LONDON -- Versatile British actor Paul Ritter, who appeared in the "Harry Potter" franchise and played a key figure behind nuclear disaster in "Chernobyl," has died, his agent said Tuesday.

He was 54 and had been suffering from a brain tumor.

A familiar face to British television viewers and theatregoers, Ritter played Martin Goodman, the eccentric father of a London Jewish family, in the Channel 4 sitcom "Friday Night Dinner."

He also played ill-fated nuclear engineer Anatoly Dyatlov in the HBO drama "Chernobyl;" the wizard Eldred Worple in "Harry Potter and The Half-Blood Prince;" and a devious political operative in the James Bond film "Quantum of Solace."

Ritter was a frequent cast member in productions at Britain's National Theatre, including "All My Sons," "Coram Boy" and "The Curious Incident Of The Dog In The Night-Time."

British actor Paul Ritter on Feb. 24, 2009. Ritter, who appeared in the "Harry Potter" franchise and played a key figure behind nuclear disaster in "Chernobyl," has died aged 54.

Zak Hussein/PA via AP



He also appeared in "Art" at London's Old Vic and on a West End stage as Prime Minister John Major, performing opposite Helen Mirren as Queen Elizabeth II in the royal drama "The Audience."

The actor was nominated for a Tony Award in 2009 for his performance in Alan Ayckbourn's farce "The Norman Conquests" on Broadway.

Actor Russell Tovey said Ritter was "one of the nicest and best actors you'll ever meet."

Actor-comedian Rob Delaney tweeted that Ritter had "knocked it out of the PARK in Chernobyl.

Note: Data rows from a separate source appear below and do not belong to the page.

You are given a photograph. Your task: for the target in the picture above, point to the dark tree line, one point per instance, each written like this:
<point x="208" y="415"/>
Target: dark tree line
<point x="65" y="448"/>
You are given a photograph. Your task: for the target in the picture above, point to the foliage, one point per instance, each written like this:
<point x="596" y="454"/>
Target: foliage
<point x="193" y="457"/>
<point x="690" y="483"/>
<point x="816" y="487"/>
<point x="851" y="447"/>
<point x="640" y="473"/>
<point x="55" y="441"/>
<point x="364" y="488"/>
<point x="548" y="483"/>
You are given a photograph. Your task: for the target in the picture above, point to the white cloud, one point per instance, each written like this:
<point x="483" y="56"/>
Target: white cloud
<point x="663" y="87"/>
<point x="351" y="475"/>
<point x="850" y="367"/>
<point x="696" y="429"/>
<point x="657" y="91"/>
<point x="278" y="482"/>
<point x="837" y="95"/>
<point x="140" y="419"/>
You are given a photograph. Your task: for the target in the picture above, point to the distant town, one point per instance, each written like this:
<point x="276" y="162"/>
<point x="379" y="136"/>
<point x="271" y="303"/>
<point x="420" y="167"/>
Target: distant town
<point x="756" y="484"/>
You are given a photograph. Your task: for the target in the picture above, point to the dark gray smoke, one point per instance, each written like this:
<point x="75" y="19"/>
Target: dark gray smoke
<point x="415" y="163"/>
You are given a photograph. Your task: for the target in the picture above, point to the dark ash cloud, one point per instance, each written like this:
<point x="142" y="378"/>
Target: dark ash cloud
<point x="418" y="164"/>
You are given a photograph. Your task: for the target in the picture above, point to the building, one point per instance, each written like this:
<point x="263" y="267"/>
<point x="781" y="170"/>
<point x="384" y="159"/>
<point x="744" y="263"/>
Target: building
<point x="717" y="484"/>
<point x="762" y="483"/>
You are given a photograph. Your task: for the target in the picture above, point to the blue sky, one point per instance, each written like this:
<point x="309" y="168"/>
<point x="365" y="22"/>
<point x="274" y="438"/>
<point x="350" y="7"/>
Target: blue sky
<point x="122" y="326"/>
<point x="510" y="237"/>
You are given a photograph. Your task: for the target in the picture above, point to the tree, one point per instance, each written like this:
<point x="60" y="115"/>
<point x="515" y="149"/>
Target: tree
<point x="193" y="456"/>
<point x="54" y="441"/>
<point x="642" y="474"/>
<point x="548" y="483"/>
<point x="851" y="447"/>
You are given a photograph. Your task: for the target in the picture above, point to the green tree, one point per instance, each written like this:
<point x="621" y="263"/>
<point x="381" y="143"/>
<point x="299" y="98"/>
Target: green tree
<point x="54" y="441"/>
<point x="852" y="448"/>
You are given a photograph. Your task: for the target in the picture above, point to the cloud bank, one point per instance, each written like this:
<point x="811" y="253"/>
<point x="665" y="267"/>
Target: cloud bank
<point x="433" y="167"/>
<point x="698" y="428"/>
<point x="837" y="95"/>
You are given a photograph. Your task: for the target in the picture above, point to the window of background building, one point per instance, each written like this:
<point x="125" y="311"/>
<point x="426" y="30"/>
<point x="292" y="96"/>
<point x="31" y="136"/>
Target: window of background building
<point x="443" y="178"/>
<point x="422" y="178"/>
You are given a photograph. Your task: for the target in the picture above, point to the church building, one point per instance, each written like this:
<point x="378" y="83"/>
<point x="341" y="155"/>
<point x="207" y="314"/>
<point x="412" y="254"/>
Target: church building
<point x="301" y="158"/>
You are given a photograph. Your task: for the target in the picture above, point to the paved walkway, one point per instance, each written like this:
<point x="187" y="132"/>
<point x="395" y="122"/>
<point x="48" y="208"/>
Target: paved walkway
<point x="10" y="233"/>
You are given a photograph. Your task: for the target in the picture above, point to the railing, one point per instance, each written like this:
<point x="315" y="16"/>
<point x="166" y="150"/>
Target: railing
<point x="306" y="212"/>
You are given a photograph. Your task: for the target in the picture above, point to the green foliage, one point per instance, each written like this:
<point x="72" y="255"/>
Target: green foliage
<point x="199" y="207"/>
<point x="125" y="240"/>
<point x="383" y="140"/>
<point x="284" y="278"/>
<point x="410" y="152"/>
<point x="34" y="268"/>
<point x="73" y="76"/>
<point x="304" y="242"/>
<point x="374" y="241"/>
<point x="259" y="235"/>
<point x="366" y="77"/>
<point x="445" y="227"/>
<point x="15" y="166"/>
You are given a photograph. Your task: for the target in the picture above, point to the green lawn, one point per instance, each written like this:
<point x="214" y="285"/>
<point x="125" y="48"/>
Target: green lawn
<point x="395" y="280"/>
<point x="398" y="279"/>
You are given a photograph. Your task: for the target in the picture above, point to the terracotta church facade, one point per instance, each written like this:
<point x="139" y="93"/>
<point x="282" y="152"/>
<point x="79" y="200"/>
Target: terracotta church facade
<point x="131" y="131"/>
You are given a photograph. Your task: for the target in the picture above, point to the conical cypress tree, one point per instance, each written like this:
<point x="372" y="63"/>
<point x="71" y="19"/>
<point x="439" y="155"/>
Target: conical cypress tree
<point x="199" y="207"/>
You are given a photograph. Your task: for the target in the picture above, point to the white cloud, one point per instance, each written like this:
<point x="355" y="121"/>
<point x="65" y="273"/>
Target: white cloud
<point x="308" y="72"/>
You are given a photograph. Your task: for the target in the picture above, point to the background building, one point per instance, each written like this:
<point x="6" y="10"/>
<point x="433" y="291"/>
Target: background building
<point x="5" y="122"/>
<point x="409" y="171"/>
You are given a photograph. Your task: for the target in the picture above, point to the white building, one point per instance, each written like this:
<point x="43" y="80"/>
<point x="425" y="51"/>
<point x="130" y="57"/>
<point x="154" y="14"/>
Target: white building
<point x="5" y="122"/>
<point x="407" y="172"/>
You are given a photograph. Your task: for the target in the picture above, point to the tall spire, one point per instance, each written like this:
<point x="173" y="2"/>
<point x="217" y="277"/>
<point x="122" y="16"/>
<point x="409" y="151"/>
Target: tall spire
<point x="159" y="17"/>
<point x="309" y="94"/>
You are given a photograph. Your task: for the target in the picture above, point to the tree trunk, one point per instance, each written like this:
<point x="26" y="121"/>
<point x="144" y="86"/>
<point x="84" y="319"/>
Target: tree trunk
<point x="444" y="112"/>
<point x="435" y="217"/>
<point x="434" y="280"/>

Watching it I consciously thought, 'Oh, we have a new movie star.' Between that & how funny he was in Friday Night Dinner... just unreal talent."

Agency Markham, Froggatt & Irwin said Ritter died Monday night "peacefully at home with his wife Polly and sons Frank and Noah by his side."

"Paul was an exceptionally talented actor playing an enormous variety of roles on stage and screen with extraordinary skill," the agency said. "He was fiercely intelligent, kind and very funny. We will miss him greatly."